Calculating the numbers, Nimrod begins to suspect the futility of its existence. It is unable to find a sense of purpose or reason for being in the face of data. Outside the astral plane, in the middle of combat with the still-standing members of X-Force, Nimrod abruptly shudders to a halt. Warpath exclaims in disbelief that it… just stopped? Tapping Nimrod’s armor, Shatterstar expresses his disappointment that it occurred just as they were getting a good workout. Domino suspects that they had very little to do with it, and Cable, reappearing with the scientists, explains that they all had a little discussion.

Pardon his reluctance to cheer this victory, begins Shatterstar, but are they saying that the machine shut itself down because they asked it? Not quite, replies Dr. Hawkins-Mailer. More, they showed it a better way to achieve its goals. And that would be? asks an incredulous Shatterstar. By letting humans and mutants work at succeeding in their need to coexist, rather than to foment further divisions between them, replies Dr. Hawkins-Mailer.

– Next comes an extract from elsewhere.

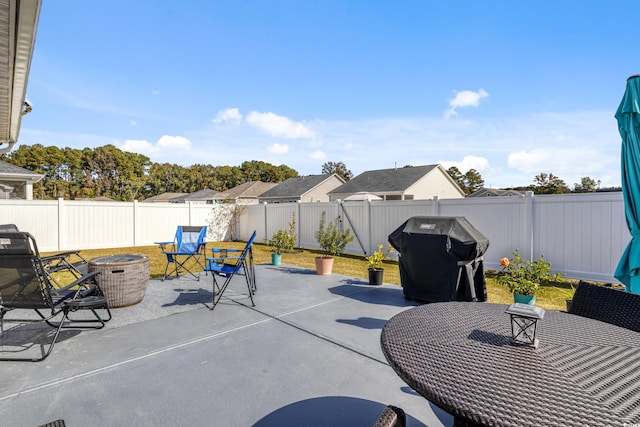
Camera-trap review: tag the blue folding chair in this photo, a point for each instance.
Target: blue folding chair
(227, 267)
(188, 245)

She then opens a panel on Nimrod and removes a rectangular, hard-drive-like device. Explaining that this is Nimrod’s central neural net, she says that without it the robot is a glorified Pentagon paperweight. She states that the scientists at Cape Hayden will keep the robot, study its alloys and defensive systems, but Cable and his crew get the network. Humans, she announces, deserve the chance to protect themselves, and mutants deserve the chance to defend themselves. Cable reluctantly agrees, being in little position to do otherwise. Domino suggests that X-Force exit, because the security guards will be waking up soon. Dr. Hawkins-Mailer agrees, and explains that she’ll tell security the truth: the Sentinel prototype went out of control and was stopped by the very people it was designed to eliminate.

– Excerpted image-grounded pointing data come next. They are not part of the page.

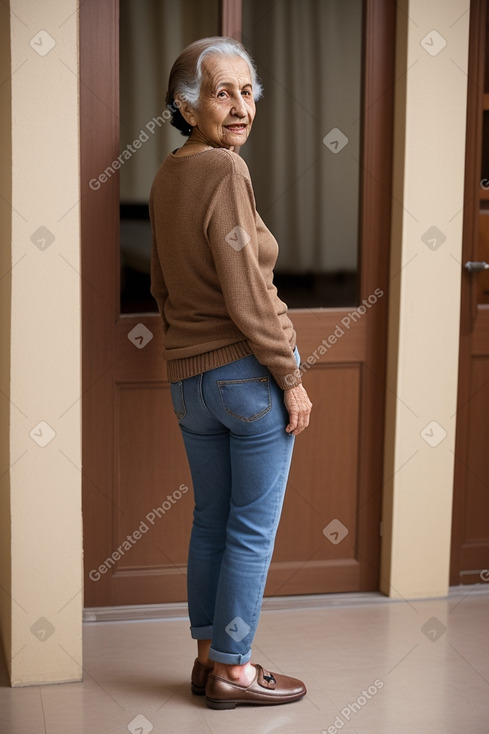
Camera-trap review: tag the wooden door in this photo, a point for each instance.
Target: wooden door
(137, 489)
(470, 529)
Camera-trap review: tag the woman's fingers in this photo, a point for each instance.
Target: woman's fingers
(299, 408)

Meanwhile: the Guthrie Farm in Cumberland County, Kentucky. Cannonball and Boomer sit among Cannonball’s family in the kitchen of the farmhouse, idly chatting over breakfast. Their banter is interrupted by a knock at the door. Josh Guthrie goes to answer it, only to find himself greeted by some very severe-looking men. Gideon announces his greetings to the human, and then tells him that, if he values his life, he will tell his brother that the Externals are here.

Characters Involved: 

Cable, Boomer, Cannonball, Domino, Rictor, Shatterstar, Siryn, Warpath (X-Force)

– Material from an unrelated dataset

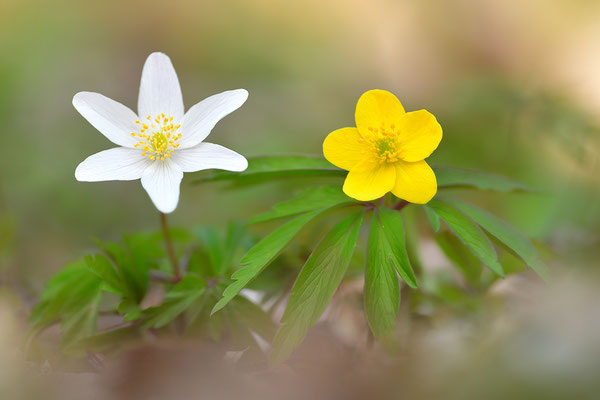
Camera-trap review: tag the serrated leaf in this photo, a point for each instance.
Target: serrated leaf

Mrs. Guthrie, Paige Guthrie, Josh Guthrie (Cannonball’s family)

Dr. Walker

Dr. Hawkins-Mailer

Nimrod (reconstructed)

Gideon, Saul, Absalom (Externals)

Story Notes: 

X-Force prepared to infiltrate Cape Hayden, and first encountered the reconstructed Nimrod, last issue in X-Force (1st series) #35.

One of Shatterstar’s swords was shown as broken last issue. It is no longer broken in this issue.

Dr. Walker is referred to as ‘Dr. Wilker’ in the actual text of this issue. It is unknown which name is considered accurate, since between X-Force (1st series) #35 and 36, all of his appearances seem to be accounted for, providing no tiebreaker to this confusion.